That said, I liked the ending and how it all worked out with them. I also really enjoyed the first book and the continued peek into all the family (though it took over the MC’s story a bit), so I’m still interested in continuing the series.
I originally started by listening to this and then had to stop and read it. Tanner De Bruyne has a nice voice and I wouldn’t mind listening to him in something else – but he doesn’t have a Southern accent at all, and some words have that distinct Northern Midwest/Canadian sound. (“aboot” instead of “about” being the most prevalent). Angie Hickman is probably a better fit for a much younger character (YA/NA). Also, again, no consistent southern accent for the appropriate characters. She made one character sound toothless. There’s also some kind of staticky sound on her portion of the recordings.
About the author:
Erin Nicholas: I’ve been reading romance since my mom first let me into her book cupboard when I was about fourteen. LaVyrle Spencer, Julie Garwood, Debbie Macomber… they took my ‘happily ever after’ ideas from animated princesses to real people in the real world.
I’ve been writing romance almost as long.

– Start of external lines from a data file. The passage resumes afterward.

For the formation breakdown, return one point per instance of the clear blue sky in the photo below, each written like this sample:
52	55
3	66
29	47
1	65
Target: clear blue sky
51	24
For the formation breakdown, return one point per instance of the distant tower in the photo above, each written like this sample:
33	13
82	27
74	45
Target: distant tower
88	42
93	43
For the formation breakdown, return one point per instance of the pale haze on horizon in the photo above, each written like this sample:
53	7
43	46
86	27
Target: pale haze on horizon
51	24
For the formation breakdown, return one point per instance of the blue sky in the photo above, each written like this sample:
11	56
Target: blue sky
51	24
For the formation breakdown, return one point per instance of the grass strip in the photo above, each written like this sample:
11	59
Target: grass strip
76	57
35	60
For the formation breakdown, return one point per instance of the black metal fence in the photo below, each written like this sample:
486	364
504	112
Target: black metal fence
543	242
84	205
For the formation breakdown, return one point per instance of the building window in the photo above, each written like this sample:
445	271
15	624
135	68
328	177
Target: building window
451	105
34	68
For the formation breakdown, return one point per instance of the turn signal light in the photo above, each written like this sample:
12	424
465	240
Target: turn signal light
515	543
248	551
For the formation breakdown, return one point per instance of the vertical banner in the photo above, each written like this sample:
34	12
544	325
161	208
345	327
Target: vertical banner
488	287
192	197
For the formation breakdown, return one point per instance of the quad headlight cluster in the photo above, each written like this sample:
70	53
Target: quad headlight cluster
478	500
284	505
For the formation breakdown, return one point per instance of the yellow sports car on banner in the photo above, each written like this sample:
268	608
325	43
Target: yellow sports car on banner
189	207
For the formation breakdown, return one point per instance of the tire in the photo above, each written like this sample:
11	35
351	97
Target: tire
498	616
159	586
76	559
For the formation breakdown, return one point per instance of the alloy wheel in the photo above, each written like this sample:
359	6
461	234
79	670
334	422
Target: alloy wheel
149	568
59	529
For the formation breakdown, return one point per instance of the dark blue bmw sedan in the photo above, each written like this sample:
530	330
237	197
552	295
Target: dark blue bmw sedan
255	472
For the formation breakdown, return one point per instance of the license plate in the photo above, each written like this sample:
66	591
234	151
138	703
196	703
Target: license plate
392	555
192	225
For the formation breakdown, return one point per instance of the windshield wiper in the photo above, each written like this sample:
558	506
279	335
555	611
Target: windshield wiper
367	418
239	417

Many a family car trip was spent with my head bent over a spiral notebook in the back seat. I’ll confess that my very first attempts at fiction were fantasy and paranormals, influenced by my father’s love of the Lord of the Rings, The Chronicles of Narnia, and the original Alice in Wonderland. If Harry Potter had been around, I’m sure he would have been on the bedtime story shelf as well.
But it wasn’t long until I started writing about true love and that’s where I’ve been ever since.
I’m so thrilled to be able to share these stories with you! I hope that they make you smile, sigh, maybe even choke up a little. Most of all, I hope that they help you believe in magical things like first kisses, the spark of passion, and the power of true love.